Networking opportunities

No matter where you go, you’re sure to meet other people who can help you, and who can benefit from your help. Helping each other is one of the most valuable ways to grow and learn. At along the way, if you become a valuable resource to other people, they will see the benefits of doing the same resource for you.

A core principle of agile is prioritizing face-to-face conversation over dry abstract documentation, and that means knowing how to interact comfortably with a wide network of real human beings.

College exposes you to a broad selection of people looking to make a change in their skills and their status. These are people who have signed on and accepted the challenge. Where they go next in life builds naturally upon the way that they approach their studies, and as a fellow student you get a front row seat to watch their progress and apply the lessons they are learning to your life.

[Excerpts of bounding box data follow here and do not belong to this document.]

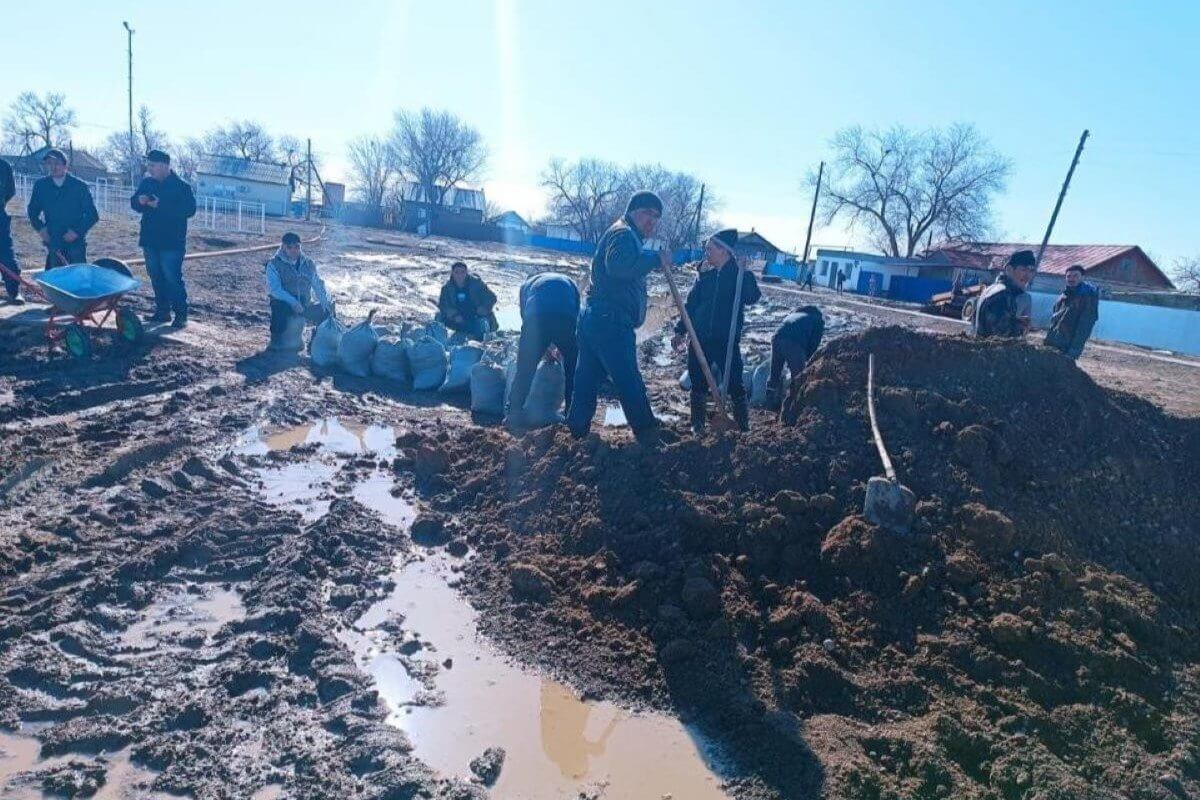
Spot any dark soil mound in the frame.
[427,329,1200,798]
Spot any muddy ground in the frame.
[0,214,1200,798]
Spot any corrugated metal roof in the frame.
[196,156,290,185]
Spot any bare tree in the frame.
[347,136,396,207]
[97,106,171,175]
[389,108,487,217]
[199,120,280,163]
[541,158,716,248]
[808,124,1012,257]
[1171,255,1200,294]
[4,91,76,155]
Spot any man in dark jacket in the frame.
[26,149,100,270]
[767,306,824,409]
[673,228,762,433]
[0,158,18,306]
[438,261,499,339]
[505,272,580,428]
[1046,264,1100,361]
[972,249,1037,338]
[130,150,196,327]
[566,192,671,445]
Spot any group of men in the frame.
[972,249,1100,361]
[0,148,196,327]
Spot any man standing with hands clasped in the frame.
[130,150,196,327]
[566,192,671,446]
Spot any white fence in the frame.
[13,175,266,234]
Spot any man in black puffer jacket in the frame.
[130,150,196,327]
[673,228,762,433]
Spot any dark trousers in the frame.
[509,314,580,413]
[46,239,88,270]
[142,247,187,317]
[688,342,746,401]
[0,211,20,300]
[566,308,659,437]
[767,335,809,389]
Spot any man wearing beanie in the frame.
[972,249,1037,338]
[673,228,762,433]
[130,150,196,327]
[25,148,100,270]
[566,192,671,445]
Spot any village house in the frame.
[193,156,294,217]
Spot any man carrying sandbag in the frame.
[266,231,334,353]
[504,272,580,428]
[437,261,499,339]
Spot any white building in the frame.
[194,156,292,217]
[812,248,923,295]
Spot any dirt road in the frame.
[0,219,1200,798]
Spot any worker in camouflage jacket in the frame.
[972,249,1037,338]
[1046,264,1100,361]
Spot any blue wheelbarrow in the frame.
[34,258,144,359]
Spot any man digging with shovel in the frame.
[672,228,762,433]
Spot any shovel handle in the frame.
[662,266,726,416]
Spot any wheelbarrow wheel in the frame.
[92,258,133,278]
[62,325,91,359]
[116,308,145,344]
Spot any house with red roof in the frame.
[920,242,1175,293]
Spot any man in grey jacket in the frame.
[566,192,671,445]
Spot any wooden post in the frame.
[1033,131,1088,271]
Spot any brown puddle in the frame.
[238,420,728,800]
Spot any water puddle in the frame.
[121,584,246,650]
[234,417,727,800]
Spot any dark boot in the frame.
[730,397,750,431]
[691,392,708,435]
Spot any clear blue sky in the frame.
[0,0,1200,266]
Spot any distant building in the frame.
[193,156,293,217]
[922,242,1175,293]
[812,247,925,295]
[4,146,121,185]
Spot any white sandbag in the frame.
[470,363,504,416]
[337,311,379,378]
[308,317,346,369]
[371,336,413,384]
[408,336,446,391]
[524,361,566,428]
[749,361,770,408]
[439,344,484,393]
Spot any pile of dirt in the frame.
[417,327,1200,798]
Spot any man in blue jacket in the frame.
[566,192,671,445]
[0,158,18,306]
[504,272,580,428]
[26,148,100,270]
[130,150,196,327]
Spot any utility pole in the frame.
[800,161,824,267]
[121,22,138,190]
[304,139,312,222]
[1033,131,1087,270]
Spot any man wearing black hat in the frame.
[972,249,1037,338]
[767,306,824,409]
[566,192,671,445]
[130,150,196,327]
[673,228,762,433]
[26,148,100,270]
[0,158,18,306]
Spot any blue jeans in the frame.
[566,307,659,438]
[142,247,187,317]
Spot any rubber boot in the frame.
[730,397,750,431]
[691,392,708,435]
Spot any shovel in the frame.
[662,260,738,431]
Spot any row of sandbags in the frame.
[679,361,770,408]
[310,311,566,426]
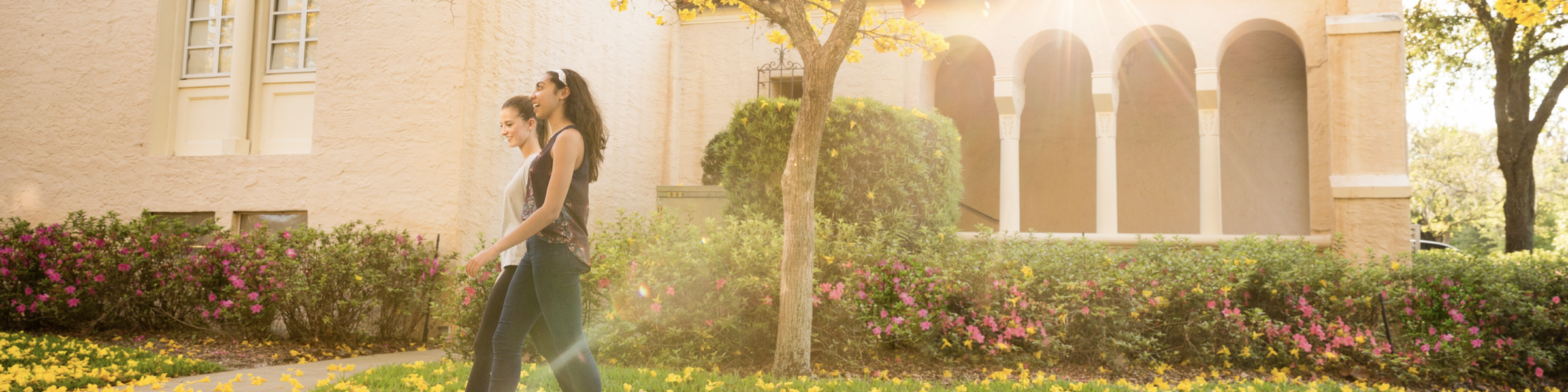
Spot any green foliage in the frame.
[702,97,963,234]
[0,212,450,342]
[1410,125,1568,254]
[591,215,1568,384]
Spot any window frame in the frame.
[262,0,321,75]
[180,0,240,80]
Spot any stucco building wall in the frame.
[0,0,1408,252]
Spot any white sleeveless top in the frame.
[500,154,540,268]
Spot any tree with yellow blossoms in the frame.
[610,0,947,376]
[1405,0,1568,252]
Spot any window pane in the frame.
[191,0,223,19]
[185,20,218,47]
[304,12,318,38]
[268,42,299,69]
[304,41,315,67]
[185,48,213,74]
[273,14,299,39]
[235,212,307,232]
[273,0,304,11]
[218,47,234,72]
[218,17,234,46]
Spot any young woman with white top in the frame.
[466,95,555,392]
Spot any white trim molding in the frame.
[1324,12,1405,36]
[1328,174,1410,199]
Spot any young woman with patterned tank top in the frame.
[467,69,608,392]
[467,95,557,392]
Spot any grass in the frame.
[302,361,1467,392]
[0,333,224,392]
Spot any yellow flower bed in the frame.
[0,333,223,392]
[310,359,1561,392]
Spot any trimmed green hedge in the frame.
[0,212,455,342]
[591,215,1568,385]
[702,97,964,234]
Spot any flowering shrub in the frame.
[0,212,450,342]
[593,215,1568,383]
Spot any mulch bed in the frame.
[48,331,434,370]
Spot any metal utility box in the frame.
[657,185,728,224]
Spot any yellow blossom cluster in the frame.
[0,333,218,391]
[1493,0,1568,27]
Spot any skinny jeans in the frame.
[475,237,602,392]
[464,265,561,392]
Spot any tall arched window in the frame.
[1018,31,1094,232]
[1220,25,1311,235]
[934,36,1002,231]
[1117,27,1198,234]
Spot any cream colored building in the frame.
[0,0,1410,252]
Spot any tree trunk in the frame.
[1497,120,1537,252]
[773,52,842,376]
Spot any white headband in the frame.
[550,69,569,86]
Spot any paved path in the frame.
[163,350,447,392]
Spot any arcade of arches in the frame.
[934,28,1309,235]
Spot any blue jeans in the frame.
[489,237,602,392]
[464,265,564,392]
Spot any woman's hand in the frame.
[463,248,497,279]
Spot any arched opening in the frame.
[1220,27,1311,235]
[1018,31,1094,232]
[934,36,1002,231]
[1117,28,1198,234]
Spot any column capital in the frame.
[997,114,1019,140]
[991,75,1024,114]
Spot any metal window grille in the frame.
[267,0,321,74]
[757,46,806,99]
[184,0,235,77]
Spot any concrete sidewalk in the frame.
[163,350,447,392]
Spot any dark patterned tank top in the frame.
[522,125,593,265]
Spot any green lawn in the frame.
[312,361,1436,392]
[0,333,224,392]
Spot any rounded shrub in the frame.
[702,97,963,232]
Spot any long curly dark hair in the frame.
[541,69,610,182]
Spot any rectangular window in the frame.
[185,0,235,77]
[157,0,323,155]
[768,77,806,99]
[267,0,320,74]
[152,212,218,226]
[234,212,307,232]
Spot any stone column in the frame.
[220,0,257,155]
[992,75,1024,232]
[1195,67,1224,234]
[1090,72,1117,234]
[1325,10,1410,254]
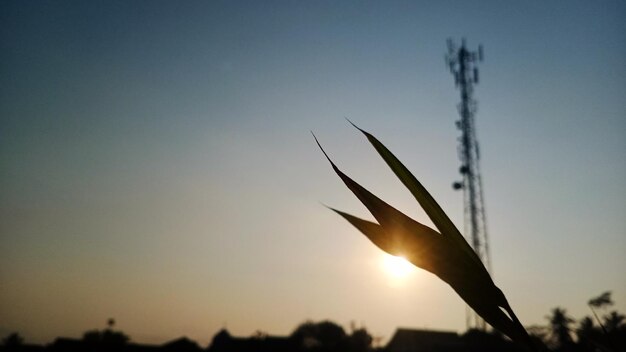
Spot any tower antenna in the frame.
[446,39,491,331]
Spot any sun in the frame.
[382,253,415,278]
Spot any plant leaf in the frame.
[348,120,486,270]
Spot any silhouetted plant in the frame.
[316,124,535,350]
[546,307,574,349]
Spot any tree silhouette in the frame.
[546,307,574,350]
[604,311,626,333]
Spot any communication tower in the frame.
[446,39,491,330]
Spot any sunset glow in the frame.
[382,254,415,278]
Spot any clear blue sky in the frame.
[0,1,626,343]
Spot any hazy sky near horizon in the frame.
[0,1,626,344]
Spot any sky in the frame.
[0,0,626,345]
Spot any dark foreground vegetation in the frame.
[0,292,626,352]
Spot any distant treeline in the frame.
[0,292,626,352]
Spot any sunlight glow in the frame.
[382,253,415,278]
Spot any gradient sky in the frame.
[0,0,626,344]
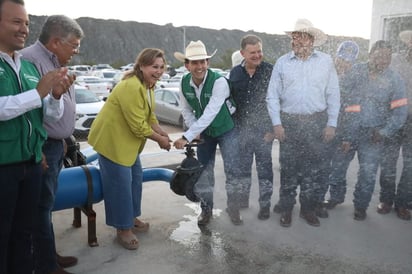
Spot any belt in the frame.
[47,137,63,142]
[0,157,36,168]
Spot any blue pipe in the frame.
[53,164,174,211]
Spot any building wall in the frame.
[369,0,412,51]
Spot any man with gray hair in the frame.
[377,30,412,220]
[20,15,84,273]
[230,34,274,220]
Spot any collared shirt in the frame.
[391,53,412,115]
[20,40,76,139]
[180,69,230,142]
[347,63,408,137]
[266,50,340,127]
[229,62,273,133]
[0,51,64,121]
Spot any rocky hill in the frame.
[26,15,369,69]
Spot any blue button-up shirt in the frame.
[230,62,273,133]
[20,41,76,139]
[266,51,340,127]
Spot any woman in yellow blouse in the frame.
[88,48,170,249]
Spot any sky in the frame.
[25,0,373,39]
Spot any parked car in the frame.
[92,64,113,71]
[68,65,91,76]
[157,74,182,88]
[120,63,134,71]
[76,76,113,99]
[73,85,104,140]
[155,87,187,130]
[93,69,121,85]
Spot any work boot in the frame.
[197,209,212,225]
[299,210,320,226]
[258,206,270,220]
[323,200,341,209]
[226,207,243,225]
[315,203,329,218]
[56,253,77,268]
[376,203,392,214]
[353,207,366,221]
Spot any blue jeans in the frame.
[329,145,357,203]
[278,112,330,211]
[353,128,383,209]
[237,128,273,208]
[33,139,64,273]
[99,154,143,229]
[194,129,241,211]
[0,162,42,274]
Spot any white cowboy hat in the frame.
[399,30,412,45]
[285,19,328,47]
[174,40,217,62]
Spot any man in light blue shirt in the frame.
[266,19,340,227]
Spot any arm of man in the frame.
[378,73,410,137]
[323,58,340,142]
[184,77,230,142]
[266,60,286,142]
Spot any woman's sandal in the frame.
[132,218,150,233]
[117,231,139,250]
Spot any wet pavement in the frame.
[53,132,412,274]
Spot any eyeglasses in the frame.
[61,39,80,53]
[291,31,313,40]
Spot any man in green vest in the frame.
[0,0,74,273]
[174,40,243,226]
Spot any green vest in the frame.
[182,69,234,137]
[0,58,47,165]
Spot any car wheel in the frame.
[179,116,188,131]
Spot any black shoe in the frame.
[50,267,72,274]
[226,208,243,225]
[299,210,320,226]
[197,210,212,225]
[323,200,342,209]
[353,208,366,221]
[279,211,292,227]
[273,204,282,214]
[258,207,270,220]
[56,254,77,268]
[376,202,392,214]
[315,204,329,218]
[395,206,411,221]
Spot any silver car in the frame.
[155,87,187,130]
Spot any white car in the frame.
[155,87,187,130]
[93,69,123,88]
[76,76,113,99]
[73,85,104,139]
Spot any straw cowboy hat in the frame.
[285,19,327,47]
[174,40,217,62]
[399,30,412,45]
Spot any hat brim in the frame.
[285,27,328,47]
[173,49,217,63]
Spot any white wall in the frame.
[370,0,412,48]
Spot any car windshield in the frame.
[75,88,100,104]
[103,71,116,78]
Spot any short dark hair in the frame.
[0,0,24,19]
[39,15,84,44]
[123,48,167,83]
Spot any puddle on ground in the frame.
[170,203,226,256]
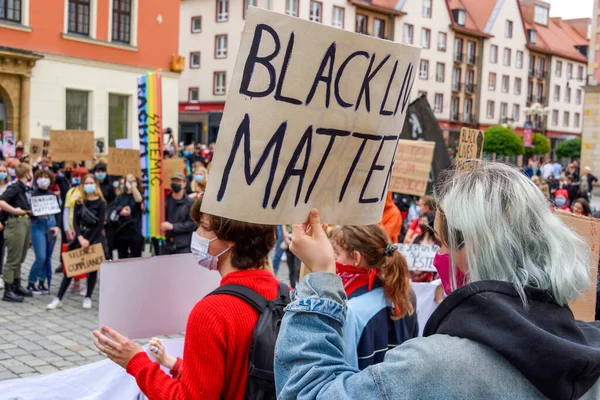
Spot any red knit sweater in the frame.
[127,270,279,400]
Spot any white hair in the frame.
[436,162,591,305]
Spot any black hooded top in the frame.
[424,281,600,399]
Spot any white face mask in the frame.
[190,232,231,271]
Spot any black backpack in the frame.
[210,283,290,400]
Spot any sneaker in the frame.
[46,297,62,310]
[83,297,92,310]
[27,283,42,296]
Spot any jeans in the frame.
[29,216,56,283]
[273,225,285,276]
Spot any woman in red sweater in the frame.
[94,195,279,400]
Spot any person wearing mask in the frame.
[274,163,600,400]
[46,174,108,310]
[27,169,60,295]
[94,195,280,400]
[160,172,197,255]
[0,164,33,303]
[109,174,144,260]
[331,225,419,370]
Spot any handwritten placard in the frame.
[456,128,484,170]
[556,210,600,321]
[396,243,440,272]
[50,130,94,161]
[31,194,60,217]
[62,243,105,278]
[389,139,435,196]
[106,147,142,178]
[202,8,420,225]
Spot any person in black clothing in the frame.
[160,172,197,255]
[109,174,144,259]
[46,175,108,310]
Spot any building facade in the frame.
[0,0,179,148]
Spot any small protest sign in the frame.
[62,243,106,278]
[31,194,60,217]
[396,243,440,272]
[456,128,484,170]
[106,147,142,178]
[29,139,50,160]
[389,140,435,196]
[556,210,600,321]
[50,130,94,161]
[202,8,420,225]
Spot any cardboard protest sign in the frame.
[50,130,94,161]
[556,210,600,321]
[400,96,452,192]
[456,128,484,170]
[62,243,106,278]
[202,8,420,225]
[165,158,185,181]
[29,139,50,160]
[389,140,435,196]
[396,243,440,272]
[106,147,142,178]
[98,254,221,339]
[31,194,60,217]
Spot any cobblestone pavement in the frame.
[0,242,289,381]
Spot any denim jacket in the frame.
[275,273,600,400]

Being a student gives you the opportunity to meet tomorrow’s professionals today, before they’ve funneled themselves into a career. As fellow students, you are peers today, regardless of where your work takes you in the future. You have a perfect excuse to meet and make friendships with other people who are also on a growth path. College is a great time to connect with the people you will be doing business with for the rest of your life.

Learning how to learn

The nature of being a student is having an open mind and learning new things. We spend our childhoods being taught traditional subjects such as math, science, languages, and social skills, but the meta-lesson is how to walk into a new subject without any experience or knowledge, and walk out with a skill.

Agile teaches us not to take our process for granted, and to revisit what we’ve learned regularly to make sure the lessons still apply as our context changes.

It takes courage, and a willingness to try something, fail, try again, notice what changed, and adjust. No matter how high we may think the stakes are when faced with the prospect of bad grades, the protected environment of college is a beautiful place to let oneself fail at something large and complex, and notice what happens.

It’s not an either/or choice

The most important point to keep in mind is that it’s your life. You can always go back and change your mind if the situation calls for it. None of us knows how long we have. Life is about adaptive capacity; the ability to make a choice, try it out for a few years, and if it doesn’t work out you try something else. Some choices do require postponing the reward you desire in order to put in the time necessary to explore an idea, get educated, and develop skills. And sometimes you decide along the way that other opportunities are more appealing, and let go of old dreams.

Time is the one resource none of us can replenish. Unless you have an urgent and pressing need that removes your choices for you, it’s always worth taking a step back before you start down a new path to consider whether the distant goal you’re working toward is worth the investment of these precious years of irreplaceable time. And for a young mind maturing in an uncertain world, it’s unreasonable to expect that the plans made for the child will still be appropriate after graduation without and adjustments.